Jim did stay. Officially, he became the manager of our farm. Mom was a little leery of Jim at first, but once she realized that his presence would allow me to go to school in the fall, she liked the idea of him being around. The following summer, Mom surprised both Jim and me when she announced one evening while we were eating supper that she knew the two of us did more than drink beer and play cards out in the bunkhouse. She told us that it wouldn’t offend her if Jim moved into my room.

I became an English teacher in 1970. Mom retired in 1975. Jim sometimes teased me by saying, “What kind of queer do you think you are? You don’t even have a parrot.” But on my thirtieth birthday, he got me a parrot. By the late seventies, small, family farms like ours began to disappear. The profits just weren’t there anymore. So we sold the fields and paid off our debts, but we kept the house, barn and pond. The corporation that bought us out didn’t want those things anyway.

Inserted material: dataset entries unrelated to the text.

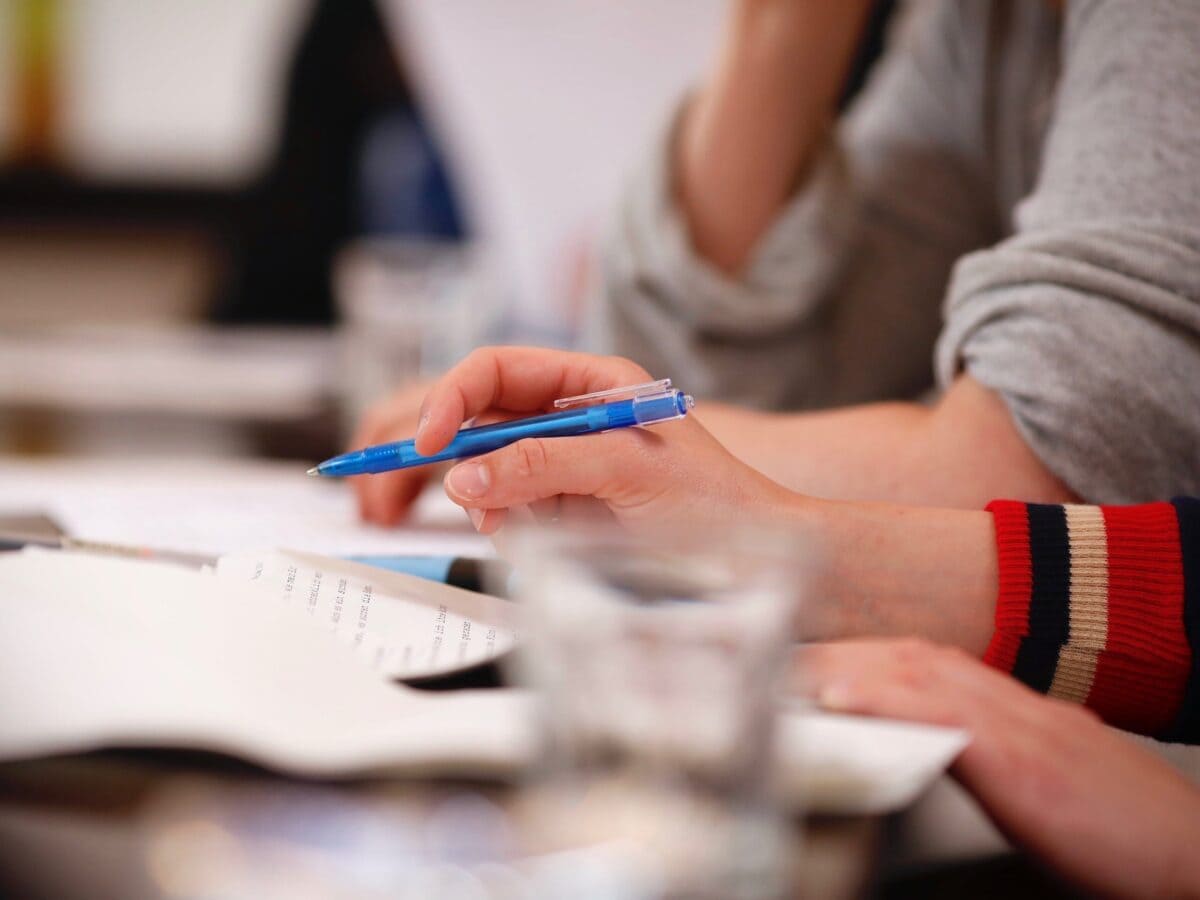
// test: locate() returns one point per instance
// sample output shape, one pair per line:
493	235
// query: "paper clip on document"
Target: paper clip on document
586	414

Jim could work on cars, so he hired himself out as a mechanic. He used the barn as a shop. He also did some house painting. By then, Jim had become part of our family. I’m sure people talked, and Jim and I were on the receiving end of a few remarks, but most minded their own business. We were lucky. In ’83, Jim’s sister showed up unexpectedly. She said she wanted her brother back in her life. He met with his other sister soon after. Mom passed in ’92. I retired in 2012. Jim and I got married in 2015. Cancer took him in 2018. He was cremated, and I scattered his ashes by the pond. Friends know that’s where I want my ashes scattered when the time comes.